Why disturb dust? Dust is primal. Dust is eternal. And dust outnumbers us on the factor of 100 terra-giga-gazillions to 1. You start pissing off dust with such numeric superiority as that, and it might decide to overwhelm the senses, faster than a Rosie O'Donnell circus tent bikini calendar.
And that is NOT something to be taken lightly.
Though, I have been known to risk the wrath of a very primal substance, when my pet rock Seymour thinks that the newscaster on TV is a creature from The Outer Limits, and a quick swipe with a damp rag returns the infobabe to visibly human form. Seymour freaks out easily.
Kitchen cleaning? You already know of my culinary barbarianism that takes place therein. I reckon a quick fire-hosing once in a while, and I am embolden to take another swipe at my speed dialer for pizza delivery. Once in a while I am forced to have to remove leftovers dating to the previous century from my 'frig; Seymour is convinced they are morphing within strained Tupperware, into things that Stephen King writes about. When you come home from work, and your pet rock is cowering in the corner, holding your golf putter and gesturing fearfully at the 'frig, you best pay some degree of attention to it. I usually throw another 12 pack of beer into the 'frig, chain it closed, and wait 'til 'IT' is drunk enough to bag up and throw away.
And the bathroom...just give me a Lysol grenade every so often, and I reckon the place is as useable as an outhouse in rural Darfur.
I think you get the point that I am not big on housekeeping.
Still, even a life-long bachelor like moi has moments of delusion, thinking he'll meet someone who'll bring his status as a bachelor to an end. Then again, I keep waiting for AlGore to say something intelligent.
But in the event that the former does occur before the advent of the Apocalypse, I put together a handy 11 point guideline for bachelor pad maintenance, and it's one I've occasionally fallen back on ('cuz I mistook an unstable pile for the chair):
1. If it crawls, give it something to put away (or at least out of the way) and point it in the right direction. Hope that it has a sense of one (direction).

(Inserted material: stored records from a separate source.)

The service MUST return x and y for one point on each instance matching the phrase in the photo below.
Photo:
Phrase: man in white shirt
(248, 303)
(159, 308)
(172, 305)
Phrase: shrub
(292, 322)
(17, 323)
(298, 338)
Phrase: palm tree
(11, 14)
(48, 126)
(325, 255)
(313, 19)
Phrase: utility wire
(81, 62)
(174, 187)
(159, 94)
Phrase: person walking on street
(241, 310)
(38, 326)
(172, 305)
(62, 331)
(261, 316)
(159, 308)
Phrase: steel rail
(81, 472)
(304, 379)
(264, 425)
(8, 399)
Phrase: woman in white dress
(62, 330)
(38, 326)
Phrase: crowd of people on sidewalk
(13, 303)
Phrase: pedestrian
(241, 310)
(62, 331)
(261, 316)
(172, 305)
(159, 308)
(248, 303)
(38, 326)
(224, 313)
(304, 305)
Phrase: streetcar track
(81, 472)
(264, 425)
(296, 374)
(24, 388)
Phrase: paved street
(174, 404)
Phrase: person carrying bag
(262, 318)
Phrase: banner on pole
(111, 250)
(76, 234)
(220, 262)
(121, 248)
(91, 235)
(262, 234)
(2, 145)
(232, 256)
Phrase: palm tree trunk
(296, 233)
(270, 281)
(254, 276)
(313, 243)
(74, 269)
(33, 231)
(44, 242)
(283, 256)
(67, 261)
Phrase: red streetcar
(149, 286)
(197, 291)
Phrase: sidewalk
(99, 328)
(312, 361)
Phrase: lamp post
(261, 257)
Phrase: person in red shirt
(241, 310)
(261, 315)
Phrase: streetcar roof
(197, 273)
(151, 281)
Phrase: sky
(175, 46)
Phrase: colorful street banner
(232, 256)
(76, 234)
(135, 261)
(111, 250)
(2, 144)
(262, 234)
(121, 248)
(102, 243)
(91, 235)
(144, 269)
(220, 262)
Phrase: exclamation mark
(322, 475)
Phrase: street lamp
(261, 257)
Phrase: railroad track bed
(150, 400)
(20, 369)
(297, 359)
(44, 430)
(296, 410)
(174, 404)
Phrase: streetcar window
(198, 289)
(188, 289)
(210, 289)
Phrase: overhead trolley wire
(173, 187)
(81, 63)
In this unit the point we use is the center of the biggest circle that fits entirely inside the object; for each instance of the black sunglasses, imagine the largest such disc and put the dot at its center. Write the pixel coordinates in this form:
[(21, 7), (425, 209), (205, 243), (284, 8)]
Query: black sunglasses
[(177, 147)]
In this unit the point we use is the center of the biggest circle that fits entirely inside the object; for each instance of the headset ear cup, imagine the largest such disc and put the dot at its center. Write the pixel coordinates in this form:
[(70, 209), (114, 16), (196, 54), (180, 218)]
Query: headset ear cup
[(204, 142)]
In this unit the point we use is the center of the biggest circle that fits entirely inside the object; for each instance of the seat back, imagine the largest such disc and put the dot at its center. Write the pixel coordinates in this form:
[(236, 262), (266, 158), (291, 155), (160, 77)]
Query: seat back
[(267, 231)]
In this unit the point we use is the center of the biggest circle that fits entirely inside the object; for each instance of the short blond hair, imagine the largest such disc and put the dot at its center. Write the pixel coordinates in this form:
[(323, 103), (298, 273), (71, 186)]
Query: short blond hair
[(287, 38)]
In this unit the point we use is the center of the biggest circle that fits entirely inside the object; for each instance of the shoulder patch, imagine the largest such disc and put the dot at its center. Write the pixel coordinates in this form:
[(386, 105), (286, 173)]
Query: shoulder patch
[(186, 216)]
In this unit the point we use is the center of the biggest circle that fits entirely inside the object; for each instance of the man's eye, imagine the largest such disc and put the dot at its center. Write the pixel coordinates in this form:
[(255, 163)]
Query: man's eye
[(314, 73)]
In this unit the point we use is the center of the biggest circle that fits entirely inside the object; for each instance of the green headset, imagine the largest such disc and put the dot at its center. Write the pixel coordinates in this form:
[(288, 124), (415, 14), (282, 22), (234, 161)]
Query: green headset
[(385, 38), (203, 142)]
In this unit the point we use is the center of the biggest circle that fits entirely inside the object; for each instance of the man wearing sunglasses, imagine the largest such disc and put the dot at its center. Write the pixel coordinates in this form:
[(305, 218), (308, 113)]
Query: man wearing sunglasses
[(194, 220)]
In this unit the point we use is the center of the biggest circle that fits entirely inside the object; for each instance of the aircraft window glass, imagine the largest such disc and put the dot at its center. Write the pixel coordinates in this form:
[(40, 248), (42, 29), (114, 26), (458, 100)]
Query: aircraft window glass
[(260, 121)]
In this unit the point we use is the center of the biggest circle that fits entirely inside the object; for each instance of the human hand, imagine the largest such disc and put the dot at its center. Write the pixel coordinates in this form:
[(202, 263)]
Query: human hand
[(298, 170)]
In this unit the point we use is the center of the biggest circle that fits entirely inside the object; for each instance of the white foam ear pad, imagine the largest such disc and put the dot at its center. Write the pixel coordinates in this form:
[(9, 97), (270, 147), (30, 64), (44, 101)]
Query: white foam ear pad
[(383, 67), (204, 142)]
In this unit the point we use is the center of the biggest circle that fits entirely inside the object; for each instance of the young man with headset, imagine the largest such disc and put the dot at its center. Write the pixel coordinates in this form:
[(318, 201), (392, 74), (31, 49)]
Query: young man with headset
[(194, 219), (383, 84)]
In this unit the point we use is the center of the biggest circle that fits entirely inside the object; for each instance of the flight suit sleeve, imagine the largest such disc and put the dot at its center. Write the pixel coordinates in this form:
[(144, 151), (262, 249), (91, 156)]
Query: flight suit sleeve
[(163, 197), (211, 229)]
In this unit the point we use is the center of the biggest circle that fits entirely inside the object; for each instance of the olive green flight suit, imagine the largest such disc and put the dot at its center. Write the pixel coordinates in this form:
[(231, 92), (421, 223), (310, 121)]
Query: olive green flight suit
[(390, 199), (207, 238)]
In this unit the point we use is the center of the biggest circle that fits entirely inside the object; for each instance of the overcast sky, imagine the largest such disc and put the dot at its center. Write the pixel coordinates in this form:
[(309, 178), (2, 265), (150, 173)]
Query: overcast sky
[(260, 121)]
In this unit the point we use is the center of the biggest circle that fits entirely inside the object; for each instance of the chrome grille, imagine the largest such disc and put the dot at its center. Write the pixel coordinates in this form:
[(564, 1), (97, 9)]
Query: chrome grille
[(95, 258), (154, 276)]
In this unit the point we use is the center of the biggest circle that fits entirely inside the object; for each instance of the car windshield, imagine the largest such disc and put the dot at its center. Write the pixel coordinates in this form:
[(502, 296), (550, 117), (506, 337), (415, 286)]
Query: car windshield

2. Food leftovers: put 'em in Tupperware sealed with metal rivets, and bury it in the deepest recesses of the refrigerator. Dispose of it either by (a) consumption, (b) subterfuge (see the beer gambit, above) or (c) see upcoming #8.
3. If it talks, answer it. If it isn't the phone or clock/radio, try to keep it talking long enough to find and kill it, before it attacks you. If it's Tupperware-adorned, get stronger rivets or a heavier gauge chain for the 'frig.
4. Vacuuming the carpet does wonders for being able to walk barefoot; but it also removes a great security feature, since you can hear your Tupperware crunching across the carpet, trying to sneak up on you. You gotta weigh the pros and cons on this 'un, and I'm just sayin'...
5. If you find something clean draped across the chair, back out of the place slowly and figure out whose place you entered by mistake.
6. If you can smell it, and it isn't tolerable, spray it with Lysol, unless (a) doing so will make it mad or (b) you live in Califorlornia, where PETF (People for the Ethical Treatment of Fungi) might protest. Even fungi and poo have rights in CA.
7. Let sleeping dust lie. If you inadvertently sneeze, and room visibility drops to zero, think about in which direction you last saw the exit door, and move toward it. While you still can.
8. Too busy/intimidated to clean or figure out what you can legally spray? Hire a maid.
9. If she's cute and willing, the cleaning can wait, but suggest going to her place, so your X-Files Tupperware doesn't get to her before you can.
10. Looking for ways to avoid visitors and holiday houseguests? Skip #8.
11. Move frequently. Once a month is about right in my case. Don't leave behind a change of address, so the morphing Tupperware can't track you.